Here we go again: another mass shooting, another killer’s iPhone that police can’t get into, and potentially another legal battle over Apple’s encryption.
Earlier in the month, the FBI announced it couldn’t break into the iPhone of Devin Patrick Kelley, the shooter in the mass murder of 26 people in a church in Sutherland Springs, Texas.
Now, court records seen by the San Antonio Express-News show that two days after the FBI’s announcement – and its bemoaning of the way Apple’s encryption hampers law enforcement – a Texas Ranger obtained search warrants for data belonging to the Sutherland Springs killer.
One warrant, issued on 9 November, is for files stored on an iPhone SE found near Kelley’s body and on a second LG phone. Another warrant seeks files stored in Kelley’s iCloud account – specifically, phone call and message information, photos and videos, and other data dating back to 1 January 2016. The warrants are also seeking social media passwords, contacts, and other data.
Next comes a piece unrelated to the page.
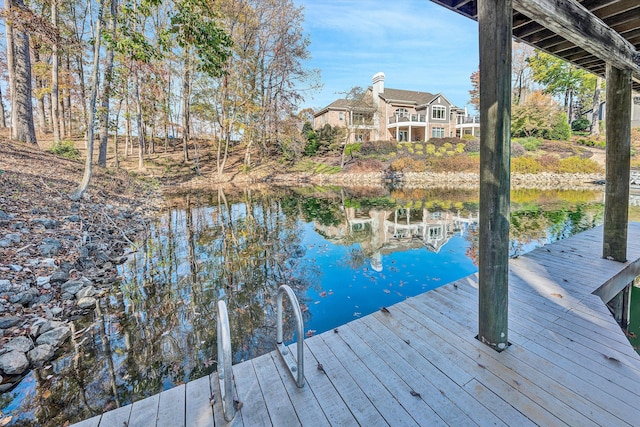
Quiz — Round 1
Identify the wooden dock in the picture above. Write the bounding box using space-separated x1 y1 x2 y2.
76 223 640 427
Apple’s policies allow it to share iCloud data with law enforcement if they secure a proper warrant. But whether there’s anything useful in Kelley’s iCloud account depends on how frequently he created backups. That makes the phones themselves receptacles of a potentially fuller, more up to date stash of evidence than that on the killer’s iCloud account.
The iPhone SE has a fingerprint sensor. Police could have used the dead killer’s fingertips to log into the device, but they missed the window of time to do so: after several hours without a login, the phone requires a passcode.
Apple has declined to comment on the ongoing investigation, including the question of whether the company has complied with the warrant and handed over Kelley’s iCloud data. As of Monday afternoon, somebody familiar with the matter told The Verge that Apple had received the warrant for the iCloud data, but not the phone data.
Days after the FBI’s announcement that it couldn’t get into Kelley’s phone, Deputy US Attorney General Rod Rosenstein was once again calling for what he’s dubbed “responsible encryption”. That, unfortunately, is the non-existent kind that can be defeated only by good guys – as in, any law enforcement agency bearing a warrant – but is somehow magically resistant to bad guys.
As encryption experts have noted at least since the San Bernardino mass killings and ensuing legal tussle over encryption, that’s not a thing. If you can defeat encryption, hackers will figure out how, and all devices will thus be rendered vulnerable.
As Naked Security’s Taylor Armerding notes, that 2016 FBI vs. Apple court battle over government access to encrypted devices never settled the issue. It was simply put on hold when the issue was made moot by the FBI hiring a company that managed to break into the iPhone of the killer.
If the FBI can get a contractor to break Apple encryption on its behalf, why is breaking its encryption still an issue?
Because doing so is quite pricey, for one thing: the FBI paid the Israeli mobile forensics firm Cellebrite about $900,000 to unlock a single phone (though the Bureau never confirmed who did the job). That price was confirmed by remarks made by Senator Dianne Feinstein during an open hearing with then-FBI director James Comey in May.
For another thing, the iPhone-breaking technology only works on a “narrow slice of phones,” according to what Comey said at that hearing. The process, or tool, or whatever it is, doesn’t work on an iPhone 5s or later. It was narrowly tailored to only work on an iPhone 5C operating on iOS 9, according to Comey.